Stephanie Parker, a policy specialist at YouTube, described organizing the protest in a way that sounded to me like designing and releasing a new Google product, only with a group that was more passionate and personally invested.
“It was really fun to see my fellow employees flex the skills that a lot of them had developed at Google — their program management skills, their marketing skills, their PR skills, but in the service of this movement,” she said.
A lot about the walkout was particular to Google’s culture, which has always encouraged a more open form of debate than many tech peers. Companies more consumed with secrecy — Facebook, for instance, or Amazon or Apple — may be less tolerant of a large number of employees who use their tech skills to go rogue.

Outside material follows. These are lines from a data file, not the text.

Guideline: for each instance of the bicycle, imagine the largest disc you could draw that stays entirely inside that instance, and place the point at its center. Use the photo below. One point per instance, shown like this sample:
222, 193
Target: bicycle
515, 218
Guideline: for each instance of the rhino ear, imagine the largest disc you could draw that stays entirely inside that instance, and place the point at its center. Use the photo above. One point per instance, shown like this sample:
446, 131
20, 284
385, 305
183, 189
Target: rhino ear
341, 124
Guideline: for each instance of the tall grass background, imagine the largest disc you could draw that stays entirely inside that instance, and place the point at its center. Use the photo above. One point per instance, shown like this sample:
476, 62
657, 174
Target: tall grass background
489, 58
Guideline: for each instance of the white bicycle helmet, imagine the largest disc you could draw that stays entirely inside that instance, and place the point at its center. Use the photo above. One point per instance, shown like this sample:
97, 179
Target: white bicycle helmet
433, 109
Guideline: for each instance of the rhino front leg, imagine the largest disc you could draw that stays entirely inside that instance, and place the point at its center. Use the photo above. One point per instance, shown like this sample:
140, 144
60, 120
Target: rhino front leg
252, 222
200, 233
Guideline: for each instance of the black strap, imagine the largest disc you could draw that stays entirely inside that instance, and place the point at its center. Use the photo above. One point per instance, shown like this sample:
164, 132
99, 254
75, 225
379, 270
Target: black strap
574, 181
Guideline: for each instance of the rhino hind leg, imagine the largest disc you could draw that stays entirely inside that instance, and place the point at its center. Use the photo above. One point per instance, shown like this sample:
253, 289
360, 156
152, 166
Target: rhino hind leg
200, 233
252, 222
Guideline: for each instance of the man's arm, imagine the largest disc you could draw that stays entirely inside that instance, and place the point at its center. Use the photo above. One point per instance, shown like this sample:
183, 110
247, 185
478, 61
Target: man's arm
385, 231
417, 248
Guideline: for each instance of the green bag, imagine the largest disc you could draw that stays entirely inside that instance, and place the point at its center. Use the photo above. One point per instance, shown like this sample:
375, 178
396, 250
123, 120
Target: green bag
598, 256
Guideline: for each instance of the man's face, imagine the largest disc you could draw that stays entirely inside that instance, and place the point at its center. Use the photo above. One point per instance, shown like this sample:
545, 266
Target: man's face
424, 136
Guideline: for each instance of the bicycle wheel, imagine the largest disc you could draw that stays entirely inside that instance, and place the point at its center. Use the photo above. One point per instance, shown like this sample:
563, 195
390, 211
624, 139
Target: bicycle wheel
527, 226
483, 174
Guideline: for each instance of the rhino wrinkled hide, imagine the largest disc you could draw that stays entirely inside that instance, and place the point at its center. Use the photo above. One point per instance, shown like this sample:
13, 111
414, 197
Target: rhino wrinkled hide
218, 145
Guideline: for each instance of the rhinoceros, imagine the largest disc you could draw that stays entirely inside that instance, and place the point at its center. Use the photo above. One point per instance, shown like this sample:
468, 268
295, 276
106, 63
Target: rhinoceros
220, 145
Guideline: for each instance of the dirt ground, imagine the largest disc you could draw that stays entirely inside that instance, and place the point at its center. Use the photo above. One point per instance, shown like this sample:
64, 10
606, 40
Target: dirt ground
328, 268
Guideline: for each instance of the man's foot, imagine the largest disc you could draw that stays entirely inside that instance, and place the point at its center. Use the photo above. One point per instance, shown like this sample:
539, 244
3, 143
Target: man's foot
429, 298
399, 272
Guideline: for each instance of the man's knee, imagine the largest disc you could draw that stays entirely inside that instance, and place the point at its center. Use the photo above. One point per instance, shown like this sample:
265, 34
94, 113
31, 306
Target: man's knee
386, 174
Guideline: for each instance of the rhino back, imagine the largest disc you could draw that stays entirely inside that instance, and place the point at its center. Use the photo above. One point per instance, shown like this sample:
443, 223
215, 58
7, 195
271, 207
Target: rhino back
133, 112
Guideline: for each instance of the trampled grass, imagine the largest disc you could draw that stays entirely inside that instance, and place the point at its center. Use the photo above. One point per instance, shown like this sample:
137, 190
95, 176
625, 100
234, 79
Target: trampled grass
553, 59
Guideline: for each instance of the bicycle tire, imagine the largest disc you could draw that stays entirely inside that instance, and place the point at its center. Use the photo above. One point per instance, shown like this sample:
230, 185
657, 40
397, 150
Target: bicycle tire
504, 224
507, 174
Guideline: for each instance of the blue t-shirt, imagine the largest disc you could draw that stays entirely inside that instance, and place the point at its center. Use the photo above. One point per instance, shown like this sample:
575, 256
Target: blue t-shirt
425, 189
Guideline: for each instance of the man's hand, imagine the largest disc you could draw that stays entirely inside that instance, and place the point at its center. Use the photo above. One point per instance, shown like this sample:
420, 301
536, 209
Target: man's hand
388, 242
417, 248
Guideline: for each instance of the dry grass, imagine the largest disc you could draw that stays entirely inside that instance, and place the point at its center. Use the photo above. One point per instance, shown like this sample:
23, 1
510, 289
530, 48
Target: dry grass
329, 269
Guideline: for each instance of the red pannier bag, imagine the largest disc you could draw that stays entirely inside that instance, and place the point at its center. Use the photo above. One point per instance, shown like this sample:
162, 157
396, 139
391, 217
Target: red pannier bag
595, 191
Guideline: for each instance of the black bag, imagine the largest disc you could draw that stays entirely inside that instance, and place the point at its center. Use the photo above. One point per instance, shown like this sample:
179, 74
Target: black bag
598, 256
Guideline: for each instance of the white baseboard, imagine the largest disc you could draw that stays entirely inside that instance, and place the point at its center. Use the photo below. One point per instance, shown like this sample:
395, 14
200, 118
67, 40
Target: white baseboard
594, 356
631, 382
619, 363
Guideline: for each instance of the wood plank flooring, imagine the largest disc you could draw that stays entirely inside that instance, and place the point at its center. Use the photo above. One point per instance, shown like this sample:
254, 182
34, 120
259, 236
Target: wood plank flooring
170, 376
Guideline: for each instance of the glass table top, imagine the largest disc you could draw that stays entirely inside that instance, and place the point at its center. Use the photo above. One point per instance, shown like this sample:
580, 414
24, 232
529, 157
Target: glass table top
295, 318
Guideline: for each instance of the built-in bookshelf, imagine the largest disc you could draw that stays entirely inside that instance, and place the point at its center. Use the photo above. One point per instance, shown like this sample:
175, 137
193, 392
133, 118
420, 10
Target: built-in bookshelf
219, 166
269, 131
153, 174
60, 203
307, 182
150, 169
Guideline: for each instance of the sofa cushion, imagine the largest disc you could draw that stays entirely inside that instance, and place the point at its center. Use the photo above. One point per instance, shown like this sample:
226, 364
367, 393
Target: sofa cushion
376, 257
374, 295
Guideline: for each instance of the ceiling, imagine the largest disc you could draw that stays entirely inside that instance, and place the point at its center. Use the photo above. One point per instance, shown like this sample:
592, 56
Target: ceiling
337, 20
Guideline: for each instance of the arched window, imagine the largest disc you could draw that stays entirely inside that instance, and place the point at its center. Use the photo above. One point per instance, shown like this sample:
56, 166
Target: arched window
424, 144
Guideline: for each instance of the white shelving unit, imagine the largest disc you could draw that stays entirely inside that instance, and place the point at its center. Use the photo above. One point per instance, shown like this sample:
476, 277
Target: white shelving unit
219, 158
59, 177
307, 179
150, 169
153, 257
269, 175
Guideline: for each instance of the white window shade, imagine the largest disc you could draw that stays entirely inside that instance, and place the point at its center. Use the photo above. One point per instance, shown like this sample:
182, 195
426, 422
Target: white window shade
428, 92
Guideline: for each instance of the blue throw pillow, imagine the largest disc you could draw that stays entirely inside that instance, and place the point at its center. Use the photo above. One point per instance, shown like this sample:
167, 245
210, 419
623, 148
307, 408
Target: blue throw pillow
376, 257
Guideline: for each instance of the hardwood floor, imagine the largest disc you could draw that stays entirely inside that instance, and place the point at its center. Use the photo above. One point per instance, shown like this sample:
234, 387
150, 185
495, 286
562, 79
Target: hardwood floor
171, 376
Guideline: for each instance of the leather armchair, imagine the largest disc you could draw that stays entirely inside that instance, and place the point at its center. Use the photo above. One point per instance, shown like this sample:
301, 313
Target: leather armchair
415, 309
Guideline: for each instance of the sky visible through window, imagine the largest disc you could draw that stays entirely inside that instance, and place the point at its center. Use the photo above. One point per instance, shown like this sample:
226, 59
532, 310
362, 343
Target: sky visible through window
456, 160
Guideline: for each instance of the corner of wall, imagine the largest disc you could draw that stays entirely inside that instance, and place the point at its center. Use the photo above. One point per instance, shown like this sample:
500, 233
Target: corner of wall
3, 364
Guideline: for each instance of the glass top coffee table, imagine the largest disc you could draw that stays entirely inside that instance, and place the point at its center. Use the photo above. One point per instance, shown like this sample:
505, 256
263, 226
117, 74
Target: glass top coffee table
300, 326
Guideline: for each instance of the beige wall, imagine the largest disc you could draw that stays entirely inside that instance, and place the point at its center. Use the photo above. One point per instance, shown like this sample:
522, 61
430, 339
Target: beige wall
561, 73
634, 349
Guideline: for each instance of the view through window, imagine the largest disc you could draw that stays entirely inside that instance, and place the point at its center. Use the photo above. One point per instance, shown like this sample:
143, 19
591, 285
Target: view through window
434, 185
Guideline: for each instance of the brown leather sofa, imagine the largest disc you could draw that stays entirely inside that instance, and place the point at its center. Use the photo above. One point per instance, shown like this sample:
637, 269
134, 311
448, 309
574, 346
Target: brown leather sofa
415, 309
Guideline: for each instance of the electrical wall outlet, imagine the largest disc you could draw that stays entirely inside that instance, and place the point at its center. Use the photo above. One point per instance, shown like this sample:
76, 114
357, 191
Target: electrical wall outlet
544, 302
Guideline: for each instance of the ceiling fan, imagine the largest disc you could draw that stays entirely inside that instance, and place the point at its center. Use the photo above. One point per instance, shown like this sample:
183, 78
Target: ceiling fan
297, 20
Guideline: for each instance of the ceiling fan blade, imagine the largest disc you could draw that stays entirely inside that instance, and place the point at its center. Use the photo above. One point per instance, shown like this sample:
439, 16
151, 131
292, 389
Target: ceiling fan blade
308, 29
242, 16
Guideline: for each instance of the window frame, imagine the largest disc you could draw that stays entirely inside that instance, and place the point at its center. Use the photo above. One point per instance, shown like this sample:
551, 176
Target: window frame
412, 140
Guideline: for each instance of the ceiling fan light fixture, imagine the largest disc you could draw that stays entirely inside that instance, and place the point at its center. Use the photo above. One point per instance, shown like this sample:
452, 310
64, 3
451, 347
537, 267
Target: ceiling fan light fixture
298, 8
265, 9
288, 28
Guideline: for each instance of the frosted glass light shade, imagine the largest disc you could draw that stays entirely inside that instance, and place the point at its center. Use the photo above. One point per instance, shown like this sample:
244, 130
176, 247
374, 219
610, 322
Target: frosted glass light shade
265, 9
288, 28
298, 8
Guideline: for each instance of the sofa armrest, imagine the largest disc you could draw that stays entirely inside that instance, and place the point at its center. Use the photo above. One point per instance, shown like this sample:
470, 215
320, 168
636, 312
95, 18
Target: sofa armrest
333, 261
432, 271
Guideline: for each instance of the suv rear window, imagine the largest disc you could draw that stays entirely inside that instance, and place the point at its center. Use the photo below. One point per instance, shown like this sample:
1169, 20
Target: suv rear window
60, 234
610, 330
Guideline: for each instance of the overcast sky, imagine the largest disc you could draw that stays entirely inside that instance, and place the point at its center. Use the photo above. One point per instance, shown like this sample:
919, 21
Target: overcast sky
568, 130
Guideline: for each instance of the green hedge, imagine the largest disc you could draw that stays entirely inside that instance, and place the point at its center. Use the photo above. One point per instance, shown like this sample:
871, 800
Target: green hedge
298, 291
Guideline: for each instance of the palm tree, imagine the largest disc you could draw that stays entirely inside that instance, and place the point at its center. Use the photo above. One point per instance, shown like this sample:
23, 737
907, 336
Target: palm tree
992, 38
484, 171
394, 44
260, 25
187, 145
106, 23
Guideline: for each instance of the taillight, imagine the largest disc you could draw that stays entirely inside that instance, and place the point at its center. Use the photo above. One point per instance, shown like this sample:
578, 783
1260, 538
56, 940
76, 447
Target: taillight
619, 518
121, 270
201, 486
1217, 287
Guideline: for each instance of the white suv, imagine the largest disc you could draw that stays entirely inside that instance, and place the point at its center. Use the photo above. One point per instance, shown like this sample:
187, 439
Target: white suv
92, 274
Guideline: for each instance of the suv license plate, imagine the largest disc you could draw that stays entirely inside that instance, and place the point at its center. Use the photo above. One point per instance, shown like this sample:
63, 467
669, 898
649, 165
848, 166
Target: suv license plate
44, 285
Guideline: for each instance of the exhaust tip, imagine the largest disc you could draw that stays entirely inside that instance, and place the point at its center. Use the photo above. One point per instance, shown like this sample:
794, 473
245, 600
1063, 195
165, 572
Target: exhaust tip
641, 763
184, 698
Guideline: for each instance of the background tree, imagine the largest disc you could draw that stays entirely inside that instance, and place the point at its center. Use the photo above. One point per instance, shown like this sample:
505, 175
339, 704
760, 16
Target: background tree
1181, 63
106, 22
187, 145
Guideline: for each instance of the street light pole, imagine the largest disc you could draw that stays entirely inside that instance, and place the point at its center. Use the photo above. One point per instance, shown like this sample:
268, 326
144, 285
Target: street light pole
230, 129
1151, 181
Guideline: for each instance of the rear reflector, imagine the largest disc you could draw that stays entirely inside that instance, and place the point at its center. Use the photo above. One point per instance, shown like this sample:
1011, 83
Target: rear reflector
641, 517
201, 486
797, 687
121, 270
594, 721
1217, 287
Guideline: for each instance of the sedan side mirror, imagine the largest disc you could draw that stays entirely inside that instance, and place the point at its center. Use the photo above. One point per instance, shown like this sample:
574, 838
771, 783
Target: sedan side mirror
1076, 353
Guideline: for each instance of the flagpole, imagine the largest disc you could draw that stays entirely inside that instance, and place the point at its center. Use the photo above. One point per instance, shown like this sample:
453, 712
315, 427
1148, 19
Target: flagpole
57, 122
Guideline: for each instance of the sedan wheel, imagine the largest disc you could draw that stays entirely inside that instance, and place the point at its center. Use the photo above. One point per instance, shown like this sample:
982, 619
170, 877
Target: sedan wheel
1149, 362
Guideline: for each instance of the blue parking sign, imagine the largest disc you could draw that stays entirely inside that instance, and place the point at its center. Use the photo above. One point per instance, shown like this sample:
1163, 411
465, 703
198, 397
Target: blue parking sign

But such a prospect is not out of the question. Tech workers have endless options when it comes to employment; the tight labor market gives them greater leeway in voicing their concerns, and the promise that their voices are valued gives them an expectation that they can effect change.
“I didn’t think this would happen, but it’s amazing to see,” said Ellen Pao, a venture capitalist who sued her former firm, Kleiner Perkins Caufield & Byers, for sexual harassment and now works at the nonprofit group Project Include.
“It’s another point of pressure — maybe the most powerful one yet,” she said. “And until recently, there really hasn’t been much pressure at all.”